The Government of Kenya and Fortescue Future Industries (FFI) have recently finalized a billion-dollar agreement aimed at establishing a green energy and fertilizer project in the country. This ambitious project is set to not only reduce Kenya's dependency on fertilizer imports but also lower electricity prices in the nation. In an exclusive interview with CNBC Africa, FFI CEO Mark Hutchinson shed light on the details of this groundbreaking deal.
The partnership between the Kenyan government and FFI stems from a framework agreement signed back at COP by Chairman Andrew Forrest and President Ruto. The primary objective of this deal is to assist Kenya in decarbonizing from an industrial standpoint. Hutchinson expressed his enthusiasm for the project, highlighting the conversion of geothermal power into green ammonia for fertilizer production as a significant aspect of the initiative. This transformation will enable Kenya to decarbonize its fertilizer sector and eliminate the need for importing fossil fuel-based fertilizer from countries like Russia, making the production process local and sustainable.
The implementation of the project involves utilizing the green power derived from geothermal sources to generate green hydrogen and ammonia, which will then be utilized in local fertilizer manufacturing. Hutchinson emphasized the importance of the investment support agreement signed with the Kenyan government, which aligns various governmental entities to facilitate the project's swift execution.
When questioned about the financial details and timeline of the project's commencement, Hutchinson mentioned that the groundwork has already begun, with the exact costs expected to be determined over the next few months. The final investment decision is anticipated by the end of the calendar year, where comprehensive information regarding the project's scope and costs will be shared with the public.

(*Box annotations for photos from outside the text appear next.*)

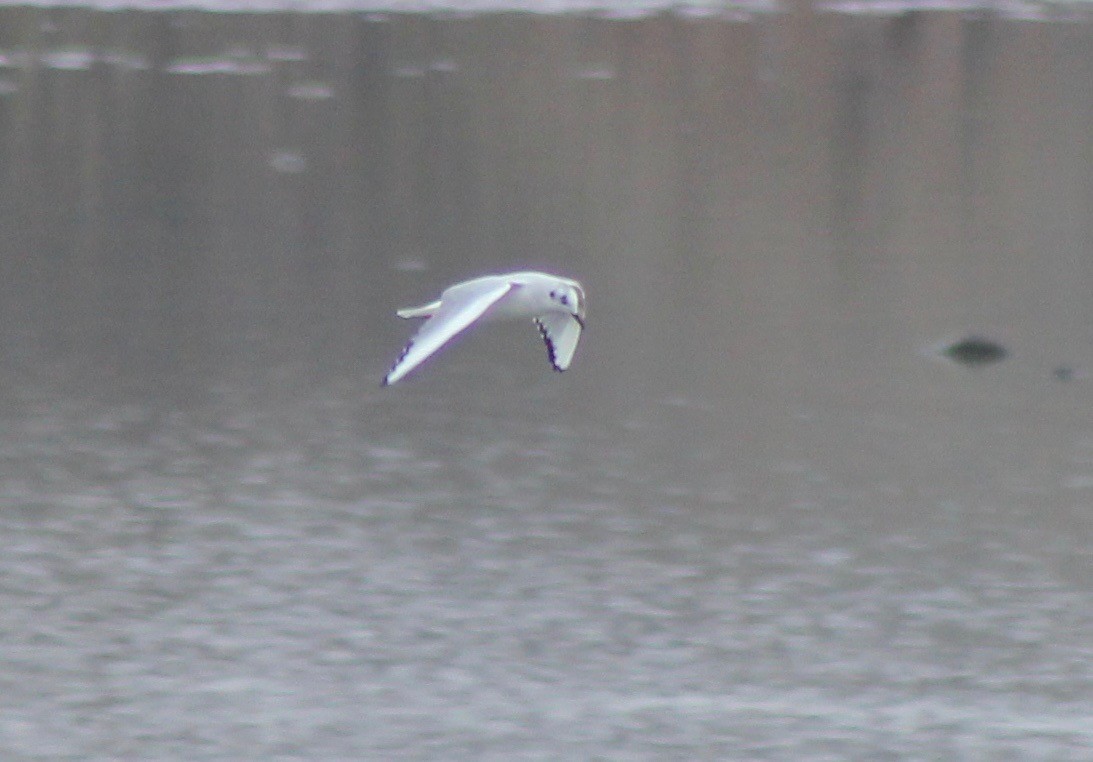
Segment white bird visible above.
[384,272,585,386]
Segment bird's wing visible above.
[384,282,516,386]
[536,313,580,371]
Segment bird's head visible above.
[550,279,586,328]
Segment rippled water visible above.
[0,4,1093,761]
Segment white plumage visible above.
[384,272,585,386]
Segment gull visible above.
[384,272,585,386]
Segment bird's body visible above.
[384,272,585,386]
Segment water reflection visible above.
[0,8,1093,760]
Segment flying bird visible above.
[384,272,585,386]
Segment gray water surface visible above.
[0,9,1093,761]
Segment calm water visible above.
[0,8,1093,761]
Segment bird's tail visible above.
[395,302,440,319]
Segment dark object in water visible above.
[940,336,1009,365]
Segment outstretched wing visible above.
[536,313,580,371]
[384,283,516,386]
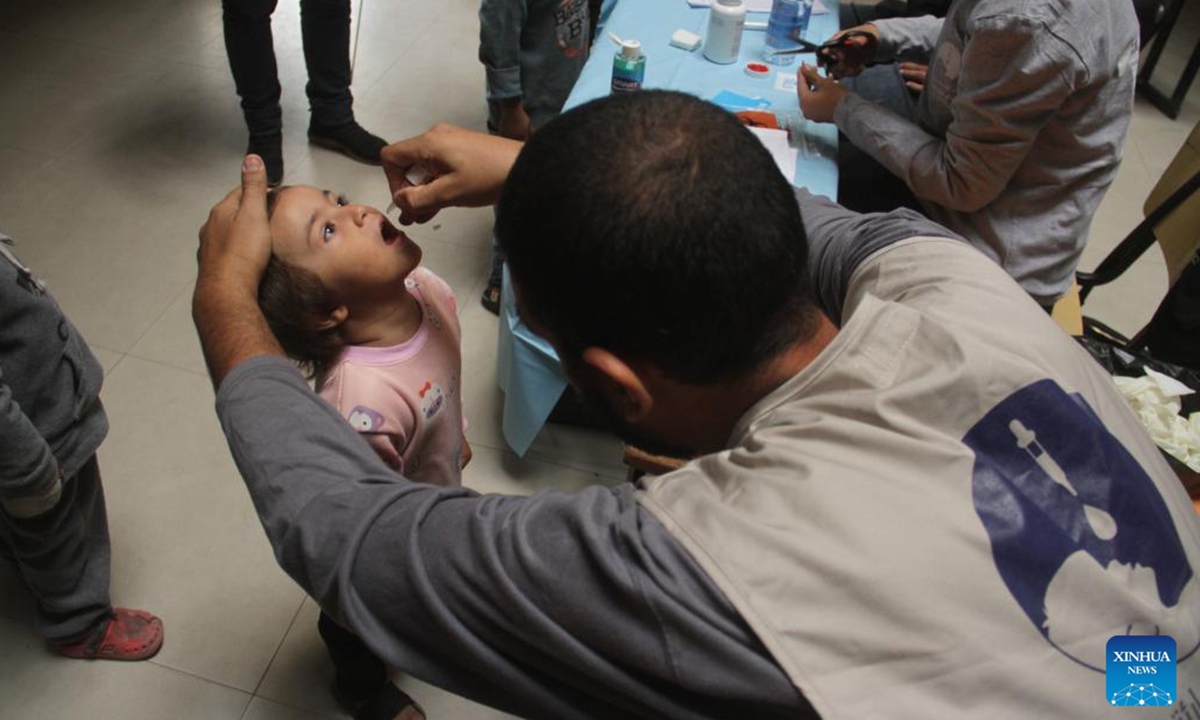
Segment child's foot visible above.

The venture is set to encompass a substantial capacity of close to 300 megawatts and is forecasted to play a pivotal role in Kenya's efforts to become self-sufficient in fertilizer production. Kenya currently heavily relies on fertilizer imports, and the project aims to address this by utilizing the generated power to substitute imported fertilizers with locally produced sustainable alternatives.
Furthermore, the project aligns with Kenya's goal of transitioning to 100% green energy by 2030. While Kenya has already made remarkable progress in sourcing 70% of its electricity from renewable sources, the project targets the remaining 30% to facilitate the grid's complete decarbonization. Hutchinson commended Kenya's renewable energy achievements and emphasized their commitment to supporting the country in achieving its green energy objectives.
In light of the reduction in fertilizer use across the continent, Hutchinson acknowledged concerns raised by UNCTAD regarding cost implications. However, he emphasized that the demand for fertilizers in Kenya remains substantial, with the country requiring significantly higher volumes to enhance crop yields. The project not only addresses the cost concerns but also presents an opportunity for other African nations to consider similar sustainable initiatives.
Looking ahead, Hutchinson outlined FFI's interest in expanding similar projects to other African countries, aiming to both bolster domestic green energy production and explore opportunities for exporting green molecules such as hydrogen and ammonia to global markets. Countries like Gabon, the Democratic Republic of Congo, Cameroon, Ethiopia, Namibia, and South Africa are among the nations on FFI's radar, highlighting the vast potential for sustainable energy initiatives across the African continent.
The billion-dollar deal between Kenya and Fortescue Future Industries signifies a significant step towards promoting green growth, enhancing energy security, and fostering sustainability in the region. As Kenya embarks on this transformative journey towards self-sufficiency in green energy and fertilizer production, the partnership with FFI sets a precedent for similar ventures that have the potential to revolutionize the energy landscape in Africa.